Northwestern's Special Libraries have given visitors to campus this summer several attractive reasons to stop by the library. Three new exhibits showcase areas of our collections with strong visual components.

Just after entering the library, visitors can explore the lost art form of the phonograph album cover. Sound Design: The Rise and Demise of Album Art is a new exhibit that celebrates the glory days of the album cover, explores its dual identity as an art form and a marketing strategy, and mourns the loss of a consumer experience that has been gradually extinguished by the advent of downloadable music. Classic flower-power covers of the 60s and 70s--the original skull-and-roses cover on the Grateful Dead's eponymous 1972 release or the psychedelic, fish-eye portrait of Jimi Hendrix on his 1967 album, Are You Experienced—alternate with the dignified covers and distinctive crown-of-tulips logo of Deutsche Grammophon, the brainchild of advertising consultant Hans Domizlaff (1892–1971), now recognized internationally as one of the fathers of modern marketing. This fascinating exhibit, drawn from the vast collection of more than 25,000 LPs in the Northwestern Music Library, was curated by Music Library and Art Collection staffers Greg MacAyeal, Stephanie Hewson, Lindsay King, and Morris Levy. It runs through September 10, 2009. More information can be found here.

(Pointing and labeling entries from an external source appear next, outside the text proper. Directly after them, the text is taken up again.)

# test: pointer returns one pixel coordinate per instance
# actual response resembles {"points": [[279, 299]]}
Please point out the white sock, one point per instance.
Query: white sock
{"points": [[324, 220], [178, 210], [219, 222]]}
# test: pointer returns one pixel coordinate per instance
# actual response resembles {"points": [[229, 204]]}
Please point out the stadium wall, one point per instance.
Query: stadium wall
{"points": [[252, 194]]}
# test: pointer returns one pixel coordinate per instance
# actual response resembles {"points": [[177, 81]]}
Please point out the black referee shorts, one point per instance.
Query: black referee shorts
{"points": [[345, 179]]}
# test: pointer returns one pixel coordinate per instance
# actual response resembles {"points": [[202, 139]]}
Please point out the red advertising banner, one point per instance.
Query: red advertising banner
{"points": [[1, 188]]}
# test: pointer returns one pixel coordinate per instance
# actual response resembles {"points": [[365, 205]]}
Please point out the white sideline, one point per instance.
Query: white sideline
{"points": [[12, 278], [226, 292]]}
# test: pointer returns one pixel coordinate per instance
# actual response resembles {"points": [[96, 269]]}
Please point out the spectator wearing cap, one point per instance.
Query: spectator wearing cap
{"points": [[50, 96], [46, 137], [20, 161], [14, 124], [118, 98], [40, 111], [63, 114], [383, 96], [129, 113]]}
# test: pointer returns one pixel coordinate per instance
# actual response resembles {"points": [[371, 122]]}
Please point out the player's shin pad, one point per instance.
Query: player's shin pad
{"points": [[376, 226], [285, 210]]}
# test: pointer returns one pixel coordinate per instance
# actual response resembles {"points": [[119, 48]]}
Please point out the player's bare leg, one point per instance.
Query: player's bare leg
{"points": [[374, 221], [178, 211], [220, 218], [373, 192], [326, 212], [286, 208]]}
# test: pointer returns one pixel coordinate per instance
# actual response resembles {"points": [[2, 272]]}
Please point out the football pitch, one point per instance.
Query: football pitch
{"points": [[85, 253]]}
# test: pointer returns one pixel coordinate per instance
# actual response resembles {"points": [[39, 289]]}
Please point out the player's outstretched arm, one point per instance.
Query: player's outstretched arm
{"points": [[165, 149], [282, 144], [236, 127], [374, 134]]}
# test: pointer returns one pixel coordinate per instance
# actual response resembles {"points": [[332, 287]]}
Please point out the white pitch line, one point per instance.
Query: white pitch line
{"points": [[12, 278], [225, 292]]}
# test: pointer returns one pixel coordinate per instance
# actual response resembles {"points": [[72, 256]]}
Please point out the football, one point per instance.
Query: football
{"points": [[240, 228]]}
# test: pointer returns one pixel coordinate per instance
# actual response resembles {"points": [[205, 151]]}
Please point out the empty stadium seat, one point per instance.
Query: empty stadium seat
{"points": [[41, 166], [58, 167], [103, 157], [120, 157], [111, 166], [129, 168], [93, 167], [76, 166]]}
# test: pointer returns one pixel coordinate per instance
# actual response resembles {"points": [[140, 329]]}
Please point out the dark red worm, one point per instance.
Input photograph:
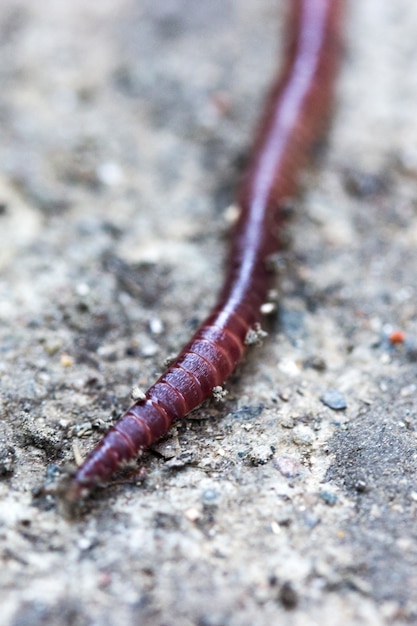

Then, in the corridor to Deering Library, the exhibit Daniel Burnham at Northwestern marks the 100th anniversary of the publication of architect Daniel H. Burnham's Plan of Chicago by adding a very local touch to the current city-wide celebrations. This mastermind of big-city planning became a resident of suburban Evanston in 1887 and designed over twenty buildings in the area. Although Northwestern can claim just one Burnham building—Fisk Hall, built in 1898—Burnham's connection with Northwestern dates to 1895, when he received an honorary degree, and continued to 1905, when he submitted several potential "Plans of Northwestern" to the Board of Trustees. This exhibit, co-sponsored by the University Library and the Weinberg College of Arts & Sciences, and featuring materials from the University Archives, includes documents and photographs, blueprints from the construction of Fisk Hall, and sketches of Burnham's proposals for a redesigned Evanston campus—which make for an interesting comparison with the Plan of Chicago he produced a few years later. The exhibit, which will continue into the fall, was curated by Associate University Archivist Janet Olson. For more information, please click here.

Finally, upstairs in Deering Library, we celebrate Northwestern University Library's extensive collection of international children's literature with the exhibit Best of Bologna: Edgiest Artists of the 2008 International Children's Book Fair. Produced in collaboration with the Bologna Book Fair and the Itabashi Art Museum in Tokyo, "Best of Bologna" features works by 23 talented children's illustrators from around the globe—Argentina, Belgium, Germany, Iran, Japan, and Russia, among other countries—a selection from an original pool of more than 3,000 artists who competed to be featured in Bologna at the world's largest and most important annual children's book event. The exhibit includes a movie about the Bologna Fair created by Ayami Moriizumi along with personal statements from each of the illustrators, offering intriguing glimpses into the ideas and experiences that inspire these artists. "Best of Bologna," curated by Special Libraries staff members Kim Specht and Jeff Garrett, will run through October 8, 2009. Click here for more information.

All exhibits are free and open to the public during the Library's public hours (Monday–Friday, 8:30–5:00). "Burnham at Northwestern" is also viewable Saturdays 8:30-noon.